After the completion of the hearings, the judge ordered the defendant to “reinstate [the] plaintiff ... to his former position as a detective assigned to the Drug Control Unit, without loss of benefits or seniority.” A few weeks later the judge amended the order to require the defendant to “reinstate [Kraft] to the position, by rank, title, and salary, of detective [not necessarily assigned to the drug unit] without loss of benefits or seniority.” The judge also awarded Kraft damages for “lost wages, benefits, overtime and paid detail during this period and damages for emotional distress” “up to and including January 16, 1990,” and attorney’s fees and costs. The judge stayed Kraft’s reinstatement to active duty, pending appeal. On May 15, 1991, this court affirmed the judgment. Kraft v. Police Comm’r of Boston, 410 Mass. 155 (1991) (Kraft I).
The plaintiff appeals and the defendant cross appeals from an order that the judge issued on January 29, 1992, approximately eight months after this court’s decision. Kraft I. We transferred the case to this court on our own initiative. The January 29 order was in response to the plaintiff’s “Petition for Contempt: and/or Motion to Clarify and Enforce Judgment.” The facts relevant to the plaintiff’s petition, taken from the judge’s written findings, are as follows: “On June 13, 1991 [the] plaintiff returned to active duty. After a week of training at the Boston Police Academy, [the] plaintiff was assigned to the Identification Unit of the Department with the same rate of pay he was earning while on administrative leave.
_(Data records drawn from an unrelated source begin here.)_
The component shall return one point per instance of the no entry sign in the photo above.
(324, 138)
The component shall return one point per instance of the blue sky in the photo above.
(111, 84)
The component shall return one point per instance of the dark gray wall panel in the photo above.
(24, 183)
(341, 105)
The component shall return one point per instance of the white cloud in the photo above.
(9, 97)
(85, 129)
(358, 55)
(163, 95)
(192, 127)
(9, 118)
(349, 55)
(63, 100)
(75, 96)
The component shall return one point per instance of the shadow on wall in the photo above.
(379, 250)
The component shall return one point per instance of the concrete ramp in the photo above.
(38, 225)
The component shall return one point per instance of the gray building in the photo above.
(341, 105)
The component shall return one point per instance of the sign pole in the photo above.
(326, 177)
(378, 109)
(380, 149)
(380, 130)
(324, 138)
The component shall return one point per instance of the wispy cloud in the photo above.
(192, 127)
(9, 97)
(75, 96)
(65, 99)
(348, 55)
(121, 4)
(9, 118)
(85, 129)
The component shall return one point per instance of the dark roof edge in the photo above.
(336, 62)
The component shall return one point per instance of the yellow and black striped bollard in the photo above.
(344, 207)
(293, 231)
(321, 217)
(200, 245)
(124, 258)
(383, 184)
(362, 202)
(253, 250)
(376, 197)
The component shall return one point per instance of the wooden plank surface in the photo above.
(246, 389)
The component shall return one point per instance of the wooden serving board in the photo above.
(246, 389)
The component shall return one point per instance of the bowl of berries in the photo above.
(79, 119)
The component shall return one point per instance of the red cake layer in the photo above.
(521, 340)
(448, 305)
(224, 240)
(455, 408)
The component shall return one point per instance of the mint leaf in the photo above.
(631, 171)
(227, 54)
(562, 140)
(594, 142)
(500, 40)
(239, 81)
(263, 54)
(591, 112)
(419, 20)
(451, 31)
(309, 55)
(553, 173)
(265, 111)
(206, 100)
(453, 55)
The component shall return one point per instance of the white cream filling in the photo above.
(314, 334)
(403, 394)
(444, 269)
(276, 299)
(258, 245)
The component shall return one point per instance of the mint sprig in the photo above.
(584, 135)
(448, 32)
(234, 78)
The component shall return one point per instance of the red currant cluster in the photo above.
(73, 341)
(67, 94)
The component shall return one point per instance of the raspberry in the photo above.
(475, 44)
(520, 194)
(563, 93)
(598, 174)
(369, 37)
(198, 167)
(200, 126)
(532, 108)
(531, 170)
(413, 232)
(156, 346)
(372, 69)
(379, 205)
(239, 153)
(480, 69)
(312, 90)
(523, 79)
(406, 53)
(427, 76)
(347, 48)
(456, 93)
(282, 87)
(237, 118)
At this time [the] plaintiff was denied recertification *237for use of a department service revolver, despite [the] plaintiffs request for recertification. [The] [p]laintiff was informed that in order to be recertified for use of a handgun, he would have to take a psychological test and undergo an examination by the police department psychologist. After consulting with his attorney, the plaintiff complied with these requests.
“On August 16, 1991 [the] plaintiff was provided a copy of the police department psychologist’s report. The report recommended that [the] plaintiff not be reinstated to the position of police detective and that he not be certified for use of a firearm. On August 19, 1991 counsel for [the] plaintiff was informed by counsel for the defendant that the plaintiff would not be recertified for use of a service revolver and that he would remain in his present assignment in the Identification Unit. The Identification Unit does not offer any opportunity for overtime work and, without a service revolver, [the] plaintiff has been unable to obtain other available overtime and paid detail work.”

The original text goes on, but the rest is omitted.